Ehadiyette hususi bir teveccüh sözkonusudur. Peygamberlere de genelde bu şekilde hususi teveccühler lütfedilmiştir.

O zaman diyebiliriz ki, Hz yunus bu münacatıyla tevhid tutkunu olduğunu göstermiş, kapıyı hususi misafirlere mahsus çalabilmiştir ve kapı böyle çalınınca da sebepler alt üst olmuş, Hz Yunus kurtulmuştur....

O nur-u tevhid ile hutun karnını bir taht-el bahr gemisi hükmüne getirip ve zelzeleli dağ-vari emvac dehşeti içinde; denizi, o nur-u tevhid ile emniyetli bir sahra, bir meydan-ı cevelan ve tenezzühgâhı olarak o nur ile sema yüzünü bulutlardan süpürüp, Kamer'i bir lâmba gibi başı üstünde bulundurdu. Her taraftan onu tehdid ve tazyik eden o mahlukat, her cihette ona dostluk yüzünü gösterdiler. Tâ sahil-i selâmete çıktı, şecere-i yaktîn altında o lütf-u Rabbanîyi müşahede etti.

-Şecere-i yaktin uzun yapraklı bir ağaç olduğu için Hz Yunus o ağacın altımda dinlenebilmiştir. Başka bir sohbette Hz Adem'in de şecere-i yaktin altına indirildiğini dinlemiştim...

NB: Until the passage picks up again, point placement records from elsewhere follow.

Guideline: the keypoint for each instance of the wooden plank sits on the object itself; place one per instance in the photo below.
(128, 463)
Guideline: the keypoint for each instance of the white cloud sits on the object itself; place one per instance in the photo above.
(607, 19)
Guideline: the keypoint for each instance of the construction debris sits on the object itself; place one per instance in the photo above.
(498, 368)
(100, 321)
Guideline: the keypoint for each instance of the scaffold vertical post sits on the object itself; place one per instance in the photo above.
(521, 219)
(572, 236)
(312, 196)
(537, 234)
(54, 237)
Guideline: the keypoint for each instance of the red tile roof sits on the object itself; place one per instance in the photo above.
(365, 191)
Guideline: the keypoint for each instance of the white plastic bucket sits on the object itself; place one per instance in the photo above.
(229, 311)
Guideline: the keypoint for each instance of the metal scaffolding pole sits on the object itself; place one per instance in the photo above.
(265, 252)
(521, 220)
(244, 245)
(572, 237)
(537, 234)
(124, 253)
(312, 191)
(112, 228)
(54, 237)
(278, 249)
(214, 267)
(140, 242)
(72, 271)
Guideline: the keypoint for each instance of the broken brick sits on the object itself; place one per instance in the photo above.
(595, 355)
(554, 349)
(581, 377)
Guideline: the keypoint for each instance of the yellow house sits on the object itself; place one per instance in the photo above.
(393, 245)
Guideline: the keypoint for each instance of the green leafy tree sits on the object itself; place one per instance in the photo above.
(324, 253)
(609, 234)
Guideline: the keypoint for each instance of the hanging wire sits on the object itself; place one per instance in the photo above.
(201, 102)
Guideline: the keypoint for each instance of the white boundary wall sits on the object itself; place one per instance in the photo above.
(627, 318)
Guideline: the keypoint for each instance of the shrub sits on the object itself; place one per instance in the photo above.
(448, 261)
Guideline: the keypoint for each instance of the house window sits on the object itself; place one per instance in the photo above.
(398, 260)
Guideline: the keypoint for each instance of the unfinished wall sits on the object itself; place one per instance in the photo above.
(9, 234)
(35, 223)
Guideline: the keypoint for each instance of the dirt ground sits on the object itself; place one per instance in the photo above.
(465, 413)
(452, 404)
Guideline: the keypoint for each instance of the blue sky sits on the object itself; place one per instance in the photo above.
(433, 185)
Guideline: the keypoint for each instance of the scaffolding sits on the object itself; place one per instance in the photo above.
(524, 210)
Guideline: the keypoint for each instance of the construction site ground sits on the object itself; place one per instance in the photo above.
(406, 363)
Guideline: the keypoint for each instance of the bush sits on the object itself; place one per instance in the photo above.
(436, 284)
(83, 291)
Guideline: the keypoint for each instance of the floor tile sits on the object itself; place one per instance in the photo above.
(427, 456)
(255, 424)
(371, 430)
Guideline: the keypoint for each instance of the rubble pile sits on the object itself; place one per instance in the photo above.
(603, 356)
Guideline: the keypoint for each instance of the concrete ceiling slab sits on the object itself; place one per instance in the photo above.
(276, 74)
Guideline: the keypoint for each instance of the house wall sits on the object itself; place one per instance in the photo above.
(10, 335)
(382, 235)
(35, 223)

İşte Hazret-i Yunus Aleyhisselâm'ın birinci vaziyetinden yüz derece daha müdhiş bir vaziyetteyiz.

-İnsan bu cümleyi okuyunca şöyle bir irkiliyor değil mi? Gece vakti, fırtınalı denizde , balığın karnında olan birinden nasıl daha kötü durumda olabiliriz ki? Var mı fikri olan?

-Onun içinde bulunduğu durumda en fazla bu dünyası biterdi, sonuçta o bir peygamber ama bizim öbür tarafa dair bir garantimiz olmadığına göre biz daha zor durumdayız denebilir.

-Evet çok doğru....

Gecemiz, istikbaldir. İstikbalimiz, nazar-ı gafletle onun gecesinden yüz derece daha karanlık ve dehşetlidir.

-Gece ile istikbal arasında nasıl bir bağlantı var sizce?

-ikisinin de karanlık olması olabilir mi?

-Olabilir tabi. İstikbal de bizim için bilinmez olduğundan karanlık diyebiliriz....

Denizimiz, şu sergerdan küre-i zeminimizdir. Bu denizin her mevcinde binler cenaze bulunuyor; onun denizinden bin derece daha korkuludur. Bizim heva-yı nefsimiz, hutumuzdur; hayat-ı ebediyemizi sıkıp mahvına çalışıyor.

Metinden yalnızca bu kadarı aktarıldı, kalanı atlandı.